Вместе с тем в смешанном обществе надо по-разному вести себя с людьми разного возраста и пола. Человеку пожилому, серьезному и почтенному ты не станешь надоедать рассказами о своих развлечениях; такие люди ожидают от молодых известного уважения и почтительности, и они имеют на это право. Ты должен вести себя с ними так же непринужденно, как и со своими сверстниками, но манера твоя должна быть иной: ты должен выказывать этим людям больше уважения, и неплохо, если ты дашь им почувствовать, что рассчитываешь чему-то от них научиться. Людям пожилым это льстит и как бы вознаграждает их за невозможность принимать участие в веселье хихикающей молодежи. К женщинам тебе следует всегда быть очень внимательным и выказывать им всяческое уважение, что бы ты ни испытывал к ним в душе; пол их с давних пор имеет на это право, и это одно из обязательств, которые накладывает на тебя bienseance, к тому же уважение это очень кстати и очень приятно сочетается с известной степенью enjouement,c если она тебе свойственна, но в этом случае такого рода badinage d должны быть прямо или косвенно направлены на их хвалу и ни в малейшей степени не допускать злонамеренного истолкования, могущего быть им во вред. Здесь также необходимо принять во внимание различие в возрасте, звании и положении. С пятидесятилетнею женою маршала не следует обходиться так, как с пятнадцатилетней кокеткой: в первом случае разговор должен быть проникнут уважением и серьезной веселостью — да будет мне позволено сочетать эти два столь различных слова, — тогда как при встречах с молодой девушкой простительны обыкновенные badinage zesté même d'un peu de polissonnerie.e
Еще одно важное требование, которое довольно редко соблюдается, — это не показывать всем твоих чувств и охватившего тебя настроения, а напротив, наблюдать настроения и чувства твоих собеседников, сообразоваться с ними и сделать их своими. Например, представь себе, что от полноты чувств и от избытка хорошего настроения ты начинаешь распевать pont neuf f или выделывать антраша перед женою маршала де Ку-аньи,1 перед папским нунцием, или аббатом Салье, или каким-либо человеком, всегда серьезным или в это время чем-либо опечаленным? Думаю, что ты бы этого не сделал, точно так же, как, если бы ты был в плохом настроении или над тобой стряслась какая-нибудь беда, ты не стал бы жаловаться на судьбу малютке Бло. Уж если ты не можешь справиться со своими чувствами и настроением, выбирай себе в собеседники тех, чье настроение близко к твоему.

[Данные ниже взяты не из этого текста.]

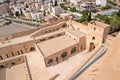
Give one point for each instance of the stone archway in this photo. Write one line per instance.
(32, 49)
(1, 58)
(92, 46)
(2, 66)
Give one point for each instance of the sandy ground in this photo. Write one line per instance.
(17, 72)
(107, 67)
(39, 72)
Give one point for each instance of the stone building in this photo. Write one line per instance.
(56, 41)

Громкий смех нельзя совместить с les bienséances, ибо он свидетельствует только о шумном и диком веселье толпы, готовой потешаться над какой-нибудь глупостью. Что же касается настоящего джентльмена, то смех его часто можно увидеть, но очень редко услышать. Нет ничего более несовместимого с les bienséances, чем возня или всякого рода jeux de main,g которые чреваты очень серьезными, а подчас даже роковыми последствиями. Шумные игры, борьба, бросанье чем-то друг в друга — все это развлечения, приличествующие толпе, но принижающие истого джентльмена; giuoco di mano, giuoco di villano h — очень верная пословица, одна из немногих итальянских пословиц, которые верны.
Безапелляционность и категоричность молодых людей идет вразрез с правилами приличия, утверждения их никогда не должны быть решительными, следует всегда употреблять смягчающие, сглаживающие и скрадывающие выражения, такие как s'il m'est permi de le dire, je croirais plutôt, si j'ose m'expliquer,i которые смягчают манеру и вместе с тем не отрицают твоего утверждения и даже нисколько его не ослабляют. Люди пожилые и умудренные опытом вправе ожидать такого вот уважения к себе.

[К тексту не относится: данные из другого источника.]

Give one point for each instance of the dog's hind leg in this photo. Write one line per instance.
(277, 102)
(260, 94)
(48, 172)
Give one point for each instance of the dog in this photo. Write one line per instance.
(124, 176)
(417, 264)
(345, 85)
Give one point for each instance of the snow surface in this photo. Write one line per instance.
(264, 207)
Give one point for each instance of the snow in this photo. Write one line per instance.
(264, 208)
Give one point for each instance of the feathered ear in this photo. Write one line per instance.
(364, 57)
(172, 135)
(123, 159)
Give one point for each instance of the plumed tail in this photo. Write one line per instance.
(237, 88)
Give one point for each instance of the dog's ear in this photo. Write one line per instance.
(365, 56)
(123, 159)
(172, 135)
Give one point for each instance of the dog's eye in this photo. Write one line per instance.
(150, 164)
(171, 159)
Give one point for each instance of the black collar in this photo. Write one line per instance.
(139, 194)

Существуют также правила приличия в отношении к людям самого низкого звания: настоящий джентльмен соблюдает их в обращении со своим лакеем и даже с нищим на улице. Люди эти вызывают в нем сочувствие, а отнюдь не желание обидеть; ни с тем, ни с другим он не позволит себе говорить d'un ton brusque; j одному он спокойно делает замечание, другому очень мягко отказывает. Не может быть такого случая, чтобы человеку благородному пристало прибегать к le ton brusque. Словом, это тоже своего рода манеры, и распространяются они на все стороны жизни. Это нечто должное: просто надо, чтобы на помощь к тебе пришли грации: они-то и дают возможность и легко, и свободно делать то, что требуют les bienséances. В отношении последних у каждого есть определенные обязанности, первые же дают человеку огромные преимущества над другими и украшают его. Хорошо, если бы ты мог сочетать в себе и то, и другое!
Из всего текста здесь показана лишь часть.